How this game will go ...
- First Vikings drive: Dalvin Cook up the middle for 4. Cook off tackle for 4. Kirk Cousins incomplete on a shallow cross to Kyle Rudolph. Punt.
- First Bears drive: Nick Foles shallow sideline comeback to Allen Robinson for 4. Receiver screen to Anthony Miller for 4. Fake inside handoff to J.P. Holtz with a pitch to Cordarelle Patterson for no gain. Punt.
- Next three Vikings and Bears drives: Cut 'n' paste.
- Late second quarter: Vikings touchdown drive on a 25-yard Cook run, a roughing the passer penalty, and the Cousins-to-Adam Theilen play-action bomb the Vikings have been setting up all afternoon, and really for the last two seasons.
- Halftime: Foles leads the Bears with 6 rushing yards because Patterson and Ryan Nall are the only available running backs, and one of them is a wide receiver. Bears general manager Ryan Pace calls the Vikings and offers next year's third-round pick for Alexander Mattison, so long as he switches teams for the third quarter. The Bears dodge a bullet when the trade is nullified because it violates COVID protocols.
- Third quarter: Akiem Hicks strip-sacks Cousins. Khalil Mack returns the fumble for a touchdown. Approximately 12,000 people on your Twitter timeline remind you how underrated Akiem Hicks is.
- Early fourth quarter: Ifeadi Odenigbo deflects a Foles pass into Harrison Smith's arms. The 12,000 people on your Twitter timeline are evenly split between explaining how Odenigbo is due for a breakout and reminding you how much they loved Bears new third-stringer Kyle Sloter coming out of Northern Colorado. (Assuming you follow me on Twitter, I'm in the latter camp)
- Late fourth quarter: The moment arrives when the Bears defense tries way too hard to create a big play, allowing Cousins to throw a screen to Ameer Abdullah which turns into a 60-yard touchdown (roughing the passer, declined).

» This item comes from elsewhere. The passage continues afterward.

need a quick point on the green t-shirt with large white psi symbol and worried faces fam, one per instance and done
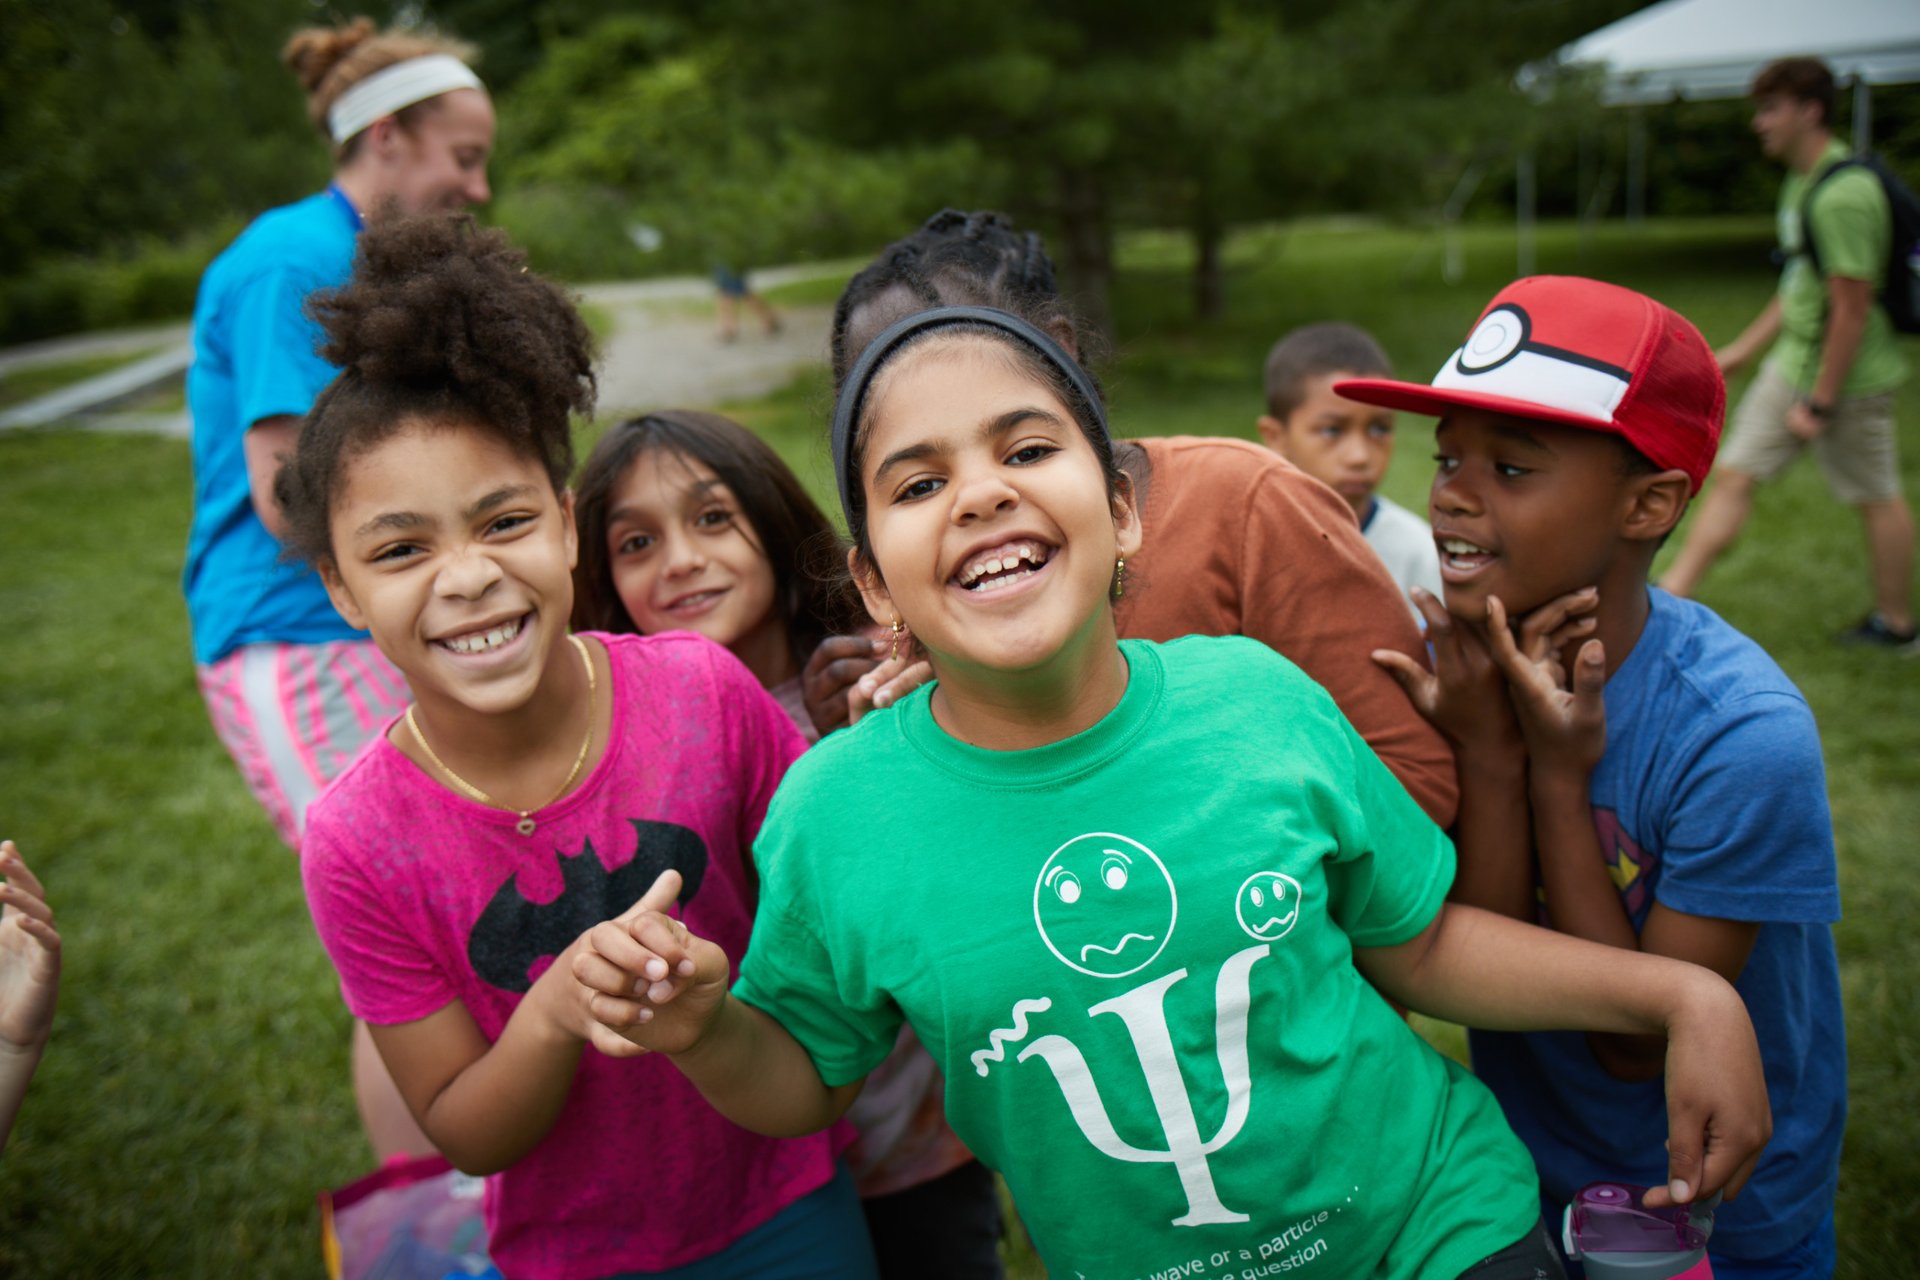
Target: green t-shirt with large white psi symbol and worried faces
(1132, 957)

Pace tries to offer the Vikings a second-round pick for Abdullah before he even crosses the goal line.
- Later fourth quarter: Robinson teleports through three defenders to catch an errant Foles pass for a touchdown. The 12,000 people on your Twitter feed dust off the "imagine if Robinson EVER played with a decent quarterback" take; fortunately you are already in bed.
After the game: Cousins and Foles shake hands and congratulate each other for squeezing in a misleading fourth-quarter touchdown at the end of the game, and also for becoming incredibly rich.